Too many patients for too few doctors
The picture is bleak in many parts of Colorado, especially in mountain and rural communities. A Colorado Health Institute study released in February found that more than half of Colorado's counties are falling short in recruiting and retaining primary-care physicians.
Researchers calculated the state needs to add nearly 260 primary-care doctors in order to fully serve the population, mostly in rural areas.
“It’s not a new problem," state Senator Larry Crowder (R-Alamosa) says. "It’s something that we in rural Colorado have to live with."
In his 16-county district, Crowder says there are just eight medical centers with ratios of up to 2,400 patients per doctor. Crowder is cosponsor of a bill that aims to address the rural doctor shortage.
Irene Aguilar (D-Denver) is a sponsor of the bill and says one big problem is that Medicare provides a lot of the money for rural physician training programs but that funding hasn't grown in two decades.
“So we now have more doctors getting medical degrees without a place to do their training," Aguilar says. "The state is looking to help provide funding to help some of those doctors get training.”
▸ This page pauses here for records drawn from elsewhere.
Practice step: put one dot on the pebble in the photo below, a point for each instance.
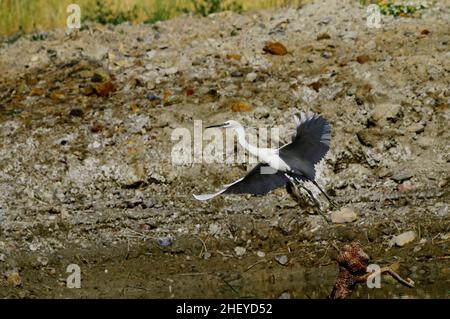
(42, 260)
(239, 251)
(402, 176)
(13, 278)
(344, 215)
(164, 241)
(405, 187)
(285, 295)
(403, 239)
(282, 260)
(261, 254)
(251, 77)
(385, 111)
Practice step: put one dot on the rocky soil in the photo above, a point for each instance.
(86, 171)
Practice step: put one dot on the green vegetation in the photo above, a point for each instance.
(399, 8)
(102, 13)
(207, 7)
(18, 17)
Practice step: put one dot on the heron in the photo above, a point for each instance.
(292, 163)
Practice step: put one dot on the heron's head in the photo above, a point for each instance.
(227, 124)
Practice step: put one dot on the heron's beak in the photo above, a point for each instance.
(217, 125)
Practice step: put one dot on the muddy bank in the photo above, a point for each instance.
(86, 173)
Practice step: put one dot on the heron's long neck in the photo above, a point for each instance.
(241, 139)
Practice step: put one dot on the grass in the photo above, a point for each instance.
(399, 8)
(30, 16)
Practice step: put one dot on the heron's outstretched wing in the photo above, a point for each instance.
(258, 181)
(309, 145)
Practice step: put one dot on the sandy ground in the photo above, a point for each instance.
(87, 177)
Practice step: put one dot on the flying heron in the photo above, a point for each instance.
(293, 162)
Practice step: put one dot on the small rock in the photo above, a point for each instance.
(362, 59)
(42, 260)
(214, 229)
(385, 111)
(251, 77)
(153, 97)
(282, 260)
(76, 112)
(403, 239)
(13, 278)
(164, 241)
(236, 57)
(285, 295)
(238, 106)
(236, 74)
(275, 48)
(351, 35)
(261, 254)
(323, 36)
(239, 251)
(344, 215)
(405, 187)
(402, 176)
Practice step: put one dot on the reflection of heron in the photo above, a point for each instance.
(293, 162)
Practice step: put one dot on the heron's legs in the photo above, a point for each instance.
(297, 182)
(316, 202)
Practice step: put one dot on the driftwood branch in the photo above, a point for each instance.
(353, 262)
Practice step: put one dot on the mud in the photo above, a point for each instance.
(86, 173)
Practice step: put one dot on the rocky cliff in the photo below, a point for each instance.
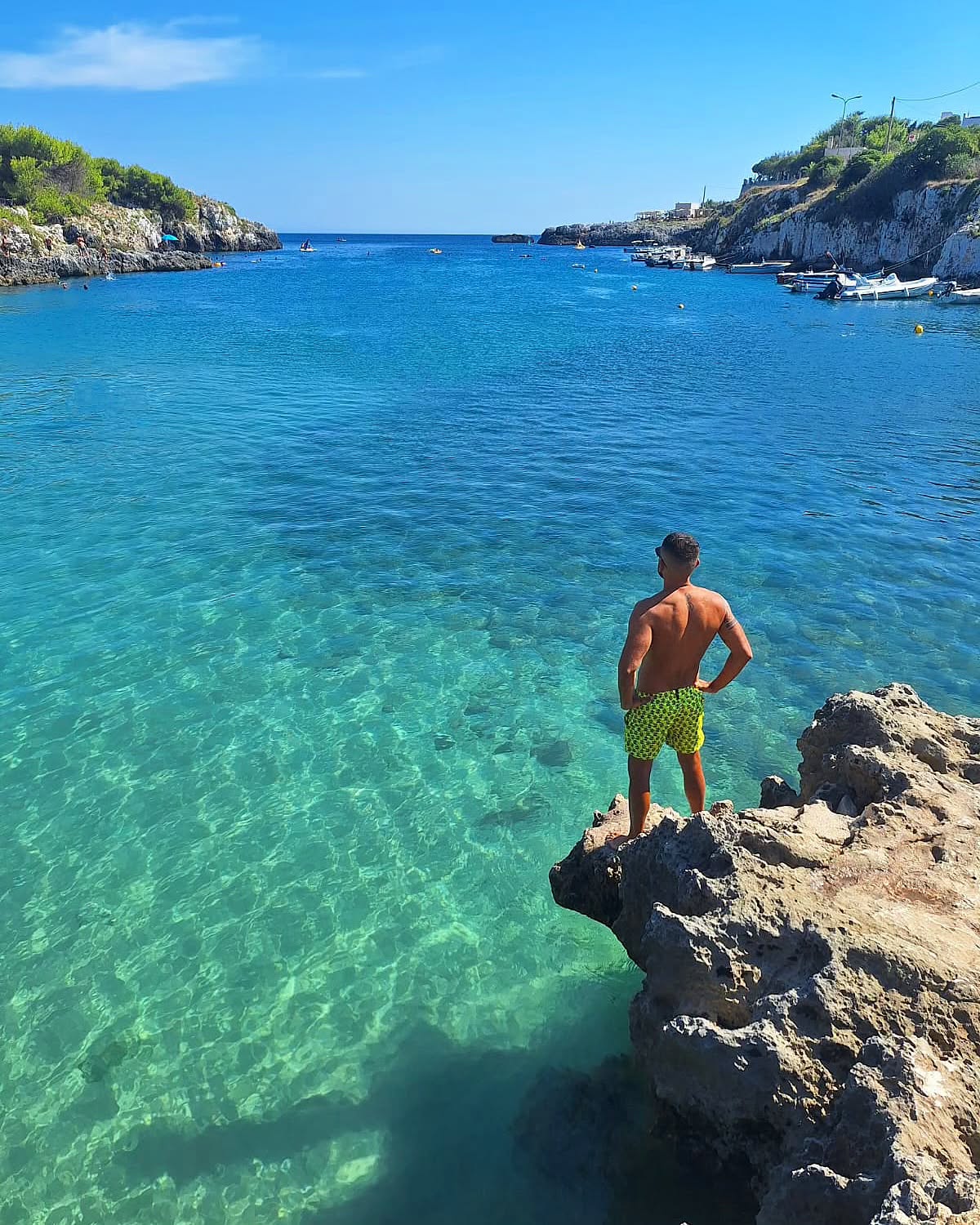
(811, 999)
(928, 230)
(131, 237)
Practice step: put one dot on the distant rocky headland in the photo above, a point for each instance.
(870, 191)
(811, 1001)
(604, 234)
(64, 213)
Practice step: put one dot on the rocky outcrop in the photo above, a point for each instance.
(929, 230)
(607, 234)
(68, 264)
(131, 237)
(813, 967)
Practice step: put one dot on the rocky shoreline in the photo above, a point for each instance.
(21, 271)
(930, 230)
(131, 238)
(811, 1001)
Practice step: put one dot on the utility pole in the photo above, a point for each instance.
(840, 97)
(891, 122)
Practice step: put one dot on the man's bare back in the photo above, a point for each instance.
(659, 685)
(683, 625)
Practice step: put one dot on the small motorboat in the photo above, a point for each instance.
(858, 289)
(668, 256)
(952, 296)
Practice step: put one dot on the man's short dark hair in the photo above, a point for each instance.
(681, 548)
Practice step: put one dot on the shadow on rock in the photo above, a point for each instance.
(472, 1134)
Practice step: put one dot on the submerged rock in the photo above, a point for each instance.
(813, 969)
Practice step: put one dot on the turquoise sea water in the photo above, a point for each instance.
(316, 576)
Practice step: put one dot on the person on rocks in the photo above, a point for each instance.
(659, 685)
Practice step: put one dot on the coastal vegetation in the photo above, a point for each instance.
(56, 179)
(867, 183)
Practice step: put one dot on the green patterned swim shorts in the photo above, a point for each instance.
(675, 718)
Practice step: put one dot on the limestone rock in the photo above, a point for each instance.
(131, 237)
(777, 793)
(811, 997)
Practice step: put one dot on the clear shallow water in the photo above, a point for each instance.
(316, 576)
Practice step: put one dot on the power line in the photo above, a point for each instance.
(938, 96)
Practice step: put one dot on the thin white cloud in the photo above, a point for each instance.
(127, 56)
(341, 74)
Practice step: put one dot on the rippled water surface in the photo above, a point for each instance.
(316, 576)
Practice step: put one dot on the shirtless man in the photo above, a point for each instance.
(661, 690)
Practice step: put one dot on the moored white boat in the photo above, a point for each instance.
(879, 288)
(813, 282)
(668, 256)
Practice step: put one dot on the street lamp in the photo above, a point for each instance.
(840, 97)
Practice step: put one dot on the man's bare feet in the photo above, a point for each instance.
(617, 840)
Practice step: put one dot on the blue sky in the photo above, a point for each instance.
(440, 118)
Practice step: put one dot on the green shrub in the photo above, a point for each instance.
(859, 168)
(56, 179)
(51, 205)
(827, 172)
(960, 166)
(137, 188)
(24, 179)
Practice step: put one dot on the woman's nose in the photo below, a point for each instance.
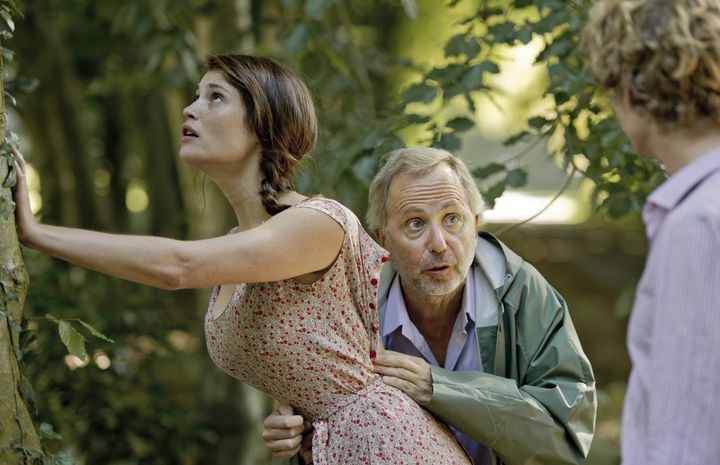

Aguilar's bill would require the state to study how rural residency programs aid rural communities in recruiting and retaining doctors, what effect massive medical school loans have on physician retention, and investigate possible future funding options from federal, state or private sources.
Why residencies matter
Specialized training programs, like one at Rocky Vista University’s College of Osteopathic Medicine in Parker, are exactly what this new legislation aims to encourage.
RVU offers a Rural and Wilderness Medicine program that provides students with clinical rotations in a rural setting. The idea is to give students a realistic view of working in an underserved area and get them to consider a more extensive rural residency down the road.
“We learn how to take care of problems without the resources of big city," student Graham Kehrer says. "Things that you wouldn’t learn when you’re doing your rotations in a big hospital.”
Doctors typically spend several years in residency getting training in their specialty after medical school.
“The residency piece is critical because data shows nationally that students stay within 150 miles or less of where they do their residency," RVU President Cheryl Lovell says. "If we can increase the number of residency opportunities in Colorado, we’ll have better chance of keeping highly trained physicians here.”
Back in Yuma, Dr. Michelle Lupica is a perfect example of what Lovell is talking about. Lupica, who’s originally from Aurora, came to Yuma during her residency and later decided to move despite some apprehension about her husband’s job prospects in eastern Colorado.
“I really enjoy the variety out here," Lupica says. "I love doing emergency medicine. I love doing in-patient medicine. It’s really never boring around here.”